The town of Kershaw, barely inside the southern boundary of Lancaster County, did not come into existence until 1887. That year, the Charleston, Cincinnati, and Chicago Railway (popularly known as the "3Cs") made a deal to locate a depot on some cut-over timber land owned by Capt. James Vergil Welsh in exchange for every other lot in the town's business section.

The first building in town was the railroad depot which served not only lumber, turpentine and farming trade but also the nearby Haile Gold Mine, the largest gold mine in the eastern United States.

Business boomed. People moved in faster than houses could be built.

By 1900, there were 1,500 inhabitants, 27 stores, 2 banks, 5 churches, a large planing mill and numerous shops. The citizens regularly brought in clay "packing it down securely and nicely till they have made them [streets and sidewalks] as good as macadamized streets."

The town's all wood store buildings went up in flames on the night of November 14, 1917. A majority of the buildings in a 4-block area burned to the ground.

The 1917 fire was not the first disaster faced by the town of Kershaw.
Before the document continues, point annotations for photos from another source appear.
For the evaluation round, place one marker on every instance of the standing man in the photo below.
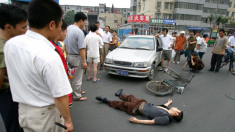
(13, 22)
(93, 41)
(180, 43)
(107, 39)
(202, 46)
(75, 47)
(36, 74)
(230, 51)
(192, 41)
(100, 32)
(218, 51)
(167, 41)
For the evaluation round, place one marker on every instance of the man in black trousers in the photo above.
(218, 51)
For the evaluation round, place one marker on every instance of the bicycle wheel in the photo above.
(159, 88)
(171, 72)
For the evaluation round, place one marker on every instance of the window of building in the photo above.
(166, 5)
(171, 6)
(159, 4)
(158, 15)
(230, 4)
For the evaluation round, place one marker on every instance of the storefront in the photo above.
(144, 25)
In 1908 there was a boiler explosion at Haile Gold Mine, followed by a series of disasters that caused the closing of the mine in 1912. By that time, most of the timber had been cut. The town cast around for a replacement industry.
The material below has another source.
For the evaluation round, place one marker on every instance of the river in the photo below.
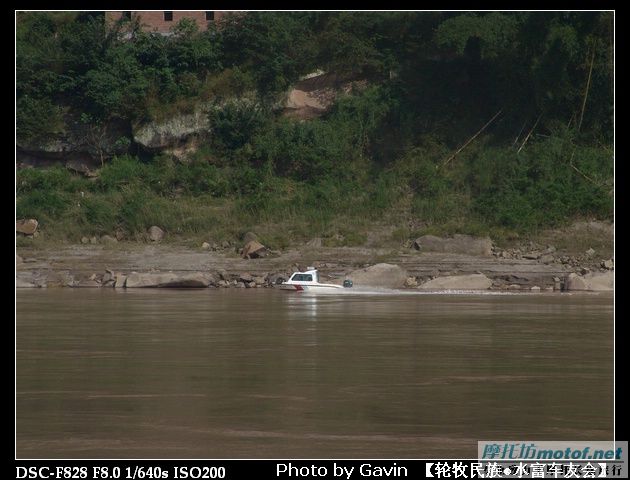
(267, 374)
Kershaw's leading citizens decided to build a cotton mill, but couldn't finance it on their own. Leroy Springs of Lancaster already had a large cotton mill and was a long-time partner of Kershaw's John T. Stevens in a number of business interests. They owned the large Stevens-Springs Mercantile Company, one of the banks, and a cotton oil mill together. Colonel Springs bought a large amount of stock in the new company and became the Kershaw Cotton Mills' president, with Stevens becoming the vice-president.

The Kershaw Cotton Mill employed around 800 people who lived both in company housing and on nearby farms. The mill prospered until the Great Agricultural Depression began in 1921. In spite of the long depression era, the mill never closed and boomed again when World War II created a demand for its products.

The town was named for a Civil War general, Joseph B. Kershaw, and straddled the boundary line of Lancaster County and Kershaw County (named for an earlier Joseph Kershaw who was a Revolutionary War hero).

When Kershaw and Lancaster County were created in 1785, the boundary line between the two was a considerable distance to the south of its placement in 1791 when the legislature enacted a law stating the boundaries of Kershaw's county court.

In 1905 some Kershaw citizens, unhappy with Lancaster County's higher taxes, contended that the boundary line was inaccurately surveyed and the town of Kershaw should all be inside Kershaw County. After several years of fighting among the legislative delegations, a compromise was made. In 1907 each county got about one-half of the business section.

Over the years more business (including cotton mill properties) and the schools were built on the Lancaster side of the line. Starting in 1954, Lancaster County began a drive to annex all of the town.

In 1977, 90 years after Colonel Welsh made his deal with the 3Cs railroad, the state legislature enacted a law changing the boundary line which gave Lancaster County 66 additional square miles and placed all of the town of Kershaw in Lancaster County.